Konferansımız, 52 yıllık uzun bir süredir Almanya’da yaşayan ve milyonlarca göçmenin hala eşit sosyal ve siyasal haklara sahip olmayışlarını, seçme ve seçilme hakkından yoksun oluşlarını, göçmenler için çıkarılmış olan ırkçı ve ayırımcı yasalara tabii tutulmalarını şiddetle mahkûm eder. Daha çok seçim dönemlerinde hatırlanan göçmenlerin boş vaatler duymak yerine, demokratik hak ve özgürlüklerini kısıtlayan yasaların ve uygulamaların kaldırılmalarını talep ettiklerinin altını bir kez daha çizmektedir.

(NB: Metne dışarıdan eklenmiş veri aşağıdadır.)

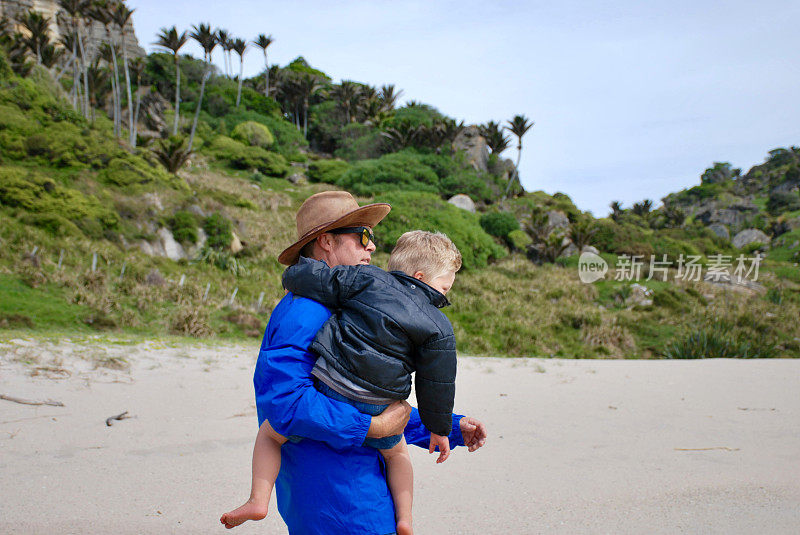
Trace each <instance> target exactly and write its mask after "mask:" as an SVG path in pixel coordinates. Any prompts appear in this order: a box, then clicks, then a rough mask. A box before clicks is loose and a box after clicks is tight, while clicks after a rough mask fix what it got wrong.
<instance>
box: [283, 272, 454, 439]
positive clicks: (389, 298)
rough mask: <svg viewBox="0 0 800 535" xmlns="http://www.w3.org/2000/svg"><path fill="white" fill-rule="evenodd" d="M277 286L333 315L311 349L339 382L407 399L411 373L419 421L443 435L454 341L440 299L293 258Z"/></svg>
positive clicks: (392, 272) (428, 427)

Konferansımız, Alman devletinin Almanya’da ikinci büyük göçmen grubunu teşkil eden Kürtlerin kendi kimlikleri ile tanınmamasının hiçbir demokrasi ile bağdaşmadığını, bu politikanın Türkiye, Iran, Suriye ve Irak devletlerinin sömürgeleştirdikleri Kürdistan’daki inkârcı, varlığını yok sayan, kimliğini inkâr eden politikalarının Almanya tarafından sürdürmesidir. Almanya’da yaşayan bir milyon civarında Kürt göçmen gurubunun görülmek istenmemesi, yok sayılması, bu toplumun bir parçası olan, toplumun içinde yaşayanlar bu kitle ile toplum arasına devlet tarafından duvarların, bariyerlerin örülmesidir.

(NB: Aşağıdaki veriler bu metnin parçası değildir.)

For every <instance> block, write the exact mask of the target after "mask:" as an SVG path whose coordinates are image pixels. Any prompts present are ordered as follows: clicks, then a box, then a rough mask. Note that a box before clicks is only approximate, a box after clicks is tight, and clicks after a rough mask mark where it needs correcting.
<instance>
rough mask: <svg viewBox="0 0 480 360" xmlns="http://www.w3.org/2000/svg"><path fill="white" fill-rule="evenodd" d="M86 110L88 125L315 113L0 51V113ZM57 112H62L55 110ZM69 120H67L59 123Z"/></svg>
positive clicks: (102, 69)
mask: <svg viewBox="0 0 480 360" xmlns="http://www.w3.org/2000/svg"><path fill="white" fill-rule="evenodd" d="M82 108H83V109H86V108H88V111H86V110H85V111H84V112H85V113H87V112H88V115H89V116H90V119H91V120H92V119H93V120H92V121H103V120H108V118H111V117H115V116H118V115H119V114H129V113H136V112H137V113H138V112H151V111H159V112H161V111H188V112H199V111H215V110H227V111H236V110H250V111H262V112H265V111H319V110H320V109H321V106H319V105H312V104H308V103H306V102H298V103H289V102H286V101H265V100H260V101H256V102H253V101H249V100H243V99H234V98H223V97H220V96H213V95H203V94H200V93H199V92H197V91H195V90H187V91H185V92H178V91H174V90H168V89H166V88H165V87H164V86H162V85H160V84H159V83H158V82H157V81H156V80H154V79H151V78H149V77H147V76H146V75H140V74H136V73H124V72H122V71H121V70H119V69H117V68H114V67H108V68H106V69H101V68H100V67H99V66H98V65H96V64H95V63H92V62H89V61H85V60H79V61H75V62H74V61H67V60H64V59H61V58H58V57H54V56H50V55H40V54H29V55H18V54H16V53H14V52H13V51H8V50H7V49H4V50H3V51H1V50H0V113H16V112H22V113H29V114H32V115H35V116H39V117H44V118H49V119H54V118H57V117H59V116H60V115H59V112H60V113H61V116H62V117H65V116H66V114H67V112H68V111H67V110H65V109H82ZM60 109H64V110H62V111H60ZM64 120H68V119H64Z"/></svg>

Almanya’da Kürtlerin ve diğer göçmenlerin birlikte yaşamasının önündeki engeller, devletin izlediği ırkçı politikalar, yaptığı yasalar, kriminalize edici uygulamalar ve ırkçı faşist harekete verdiği destektir.

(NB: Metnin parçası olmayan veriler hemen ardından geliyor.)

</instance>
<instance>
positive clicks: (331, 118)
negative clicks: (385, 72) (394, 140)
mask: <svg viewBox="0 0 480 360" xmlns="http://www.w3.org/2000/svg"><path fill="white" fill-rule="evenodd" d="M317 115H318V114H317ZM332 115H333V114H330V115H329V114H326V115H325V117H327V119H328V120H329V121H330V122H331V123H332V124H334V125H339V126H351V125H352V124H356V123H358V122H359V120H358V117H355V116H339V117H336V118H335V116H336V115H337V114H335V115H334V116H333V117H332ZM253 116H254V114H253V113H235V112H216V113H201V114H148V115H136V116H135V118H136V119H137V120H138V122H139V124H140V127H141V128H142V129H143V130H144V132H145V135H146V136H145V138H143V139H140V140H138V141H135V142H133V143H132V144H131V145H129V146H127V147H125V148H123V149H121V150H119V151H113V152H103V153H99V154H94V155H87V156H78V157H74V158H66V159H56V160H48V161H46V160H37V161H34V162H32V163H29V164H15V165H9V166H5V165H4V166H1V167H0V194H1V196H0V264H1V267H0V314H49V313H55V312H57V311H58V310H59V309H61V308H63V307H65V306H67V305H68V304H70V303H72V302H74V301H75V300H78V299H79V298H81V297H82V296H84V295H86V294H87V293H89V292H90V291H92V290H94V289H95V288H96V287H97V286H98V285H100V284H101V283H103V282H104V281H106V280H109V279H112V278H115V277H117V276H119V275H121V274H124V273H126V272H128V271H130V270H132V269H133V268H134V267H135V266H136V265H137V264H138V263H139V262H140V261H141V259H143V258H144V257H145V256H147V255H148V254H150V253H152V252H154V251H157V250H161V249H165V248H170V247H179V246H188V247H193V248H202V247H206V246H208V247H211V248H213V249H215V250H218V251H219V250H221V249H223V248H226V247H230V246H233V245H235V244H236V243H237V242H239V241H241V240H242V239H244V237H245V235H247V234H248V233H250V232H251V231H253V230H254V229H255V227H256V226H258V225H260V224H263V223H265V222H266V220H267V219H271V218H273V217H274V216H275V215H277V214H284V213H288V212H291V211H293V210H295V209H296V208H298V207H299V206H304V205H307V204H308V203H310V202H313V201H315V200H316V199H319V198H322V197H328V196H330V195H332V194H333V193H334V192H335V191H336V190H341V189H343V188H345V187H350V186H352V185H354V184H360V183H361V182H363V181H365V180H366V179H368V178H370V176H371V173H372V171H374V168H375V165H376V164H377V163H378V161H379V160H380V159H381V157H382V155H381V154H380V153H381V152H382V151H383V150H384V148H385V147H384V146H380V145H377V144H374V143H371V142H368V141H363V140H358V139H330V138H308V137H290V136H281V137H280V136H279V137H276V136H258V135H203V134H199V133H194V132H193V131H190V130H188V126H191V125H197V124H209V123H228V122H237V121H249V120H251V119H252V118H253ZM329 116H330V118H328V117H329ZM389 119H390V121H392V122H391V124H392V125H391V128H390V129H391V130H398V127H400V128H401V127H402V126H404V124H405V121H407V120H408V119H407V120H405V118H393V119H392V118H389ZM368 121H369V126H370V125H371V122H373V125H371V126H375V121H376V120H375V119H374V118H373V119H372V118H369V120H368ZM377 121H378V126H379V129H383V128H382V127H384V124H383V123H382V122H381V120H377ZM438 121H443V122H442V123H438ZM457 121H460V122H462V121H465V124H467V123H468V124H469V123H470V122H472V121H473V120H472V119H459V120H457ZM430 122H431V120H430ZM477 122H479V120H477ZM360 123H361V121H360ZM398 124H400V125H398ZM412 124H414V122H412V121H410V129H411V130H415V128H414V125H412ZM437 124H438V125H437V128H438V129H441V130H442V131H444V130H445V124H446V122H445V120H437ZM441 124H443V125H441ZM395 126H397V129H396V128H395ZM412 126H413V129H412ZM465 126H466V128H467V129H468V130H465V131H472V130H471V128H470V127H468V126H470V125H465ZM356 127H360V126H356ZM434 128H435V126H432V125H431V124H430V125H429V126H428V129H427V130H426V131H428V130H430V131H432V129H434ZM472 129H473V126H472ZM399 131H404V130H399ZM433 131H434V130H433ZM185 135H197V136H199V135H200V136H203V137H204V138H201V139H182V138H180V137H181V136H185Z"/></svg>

Almanya genelinde terörle mücadele yasasıyla başta Kürt kurumları olmak üzere tüm ilerici, devrimci, demokratik kurumların, bu kurumların yöneticilerine yasaklar getirilmektedir. Aktiv Siyasilerin oturumlarının iade edilmesi, sınırdışı edilme ve dosyalarının yeniden açılmasına son verilmelidir.

Almanya da yaşayan Göçmenler, Hıristiyanlık, Ezidilik, Alevilik ve İslam gibi farklı dinsel inançlara sahiptir; bundan dolayı Konferansımız dinler arası diyalog, hoşgörü ve eşitliği savunur.

Konferansımız, önemli gördüğü ve tartışmalarında yer verdiği konulardan biri de Almanya’da Kürtlerin siyaset yapma haklarının kısıtlanmasıdır. Alman devletinin 20 yıldır sürdürdüğü PKK yasağıyla Kürt kurumlarının ve aktivistlerinin kriminalize edilmesi, politika yapma haklarının kısıtlanması ve tutuklanmalarının asla kabul edilemez olduğunun altını çizmektedir. Türk devletinin PKK önderi Sayın Abdullah Öcalan’ı muhatap alarak görüşmeler yaptığı bir süreçte bile, Alman polisinin hala PKK ve Öcalan posterlerine saldırmaları, kurum ve ev baskınlarının olması,  Kürt halkının Barış ve Demokrasi talebini kısmaya yöneliktir.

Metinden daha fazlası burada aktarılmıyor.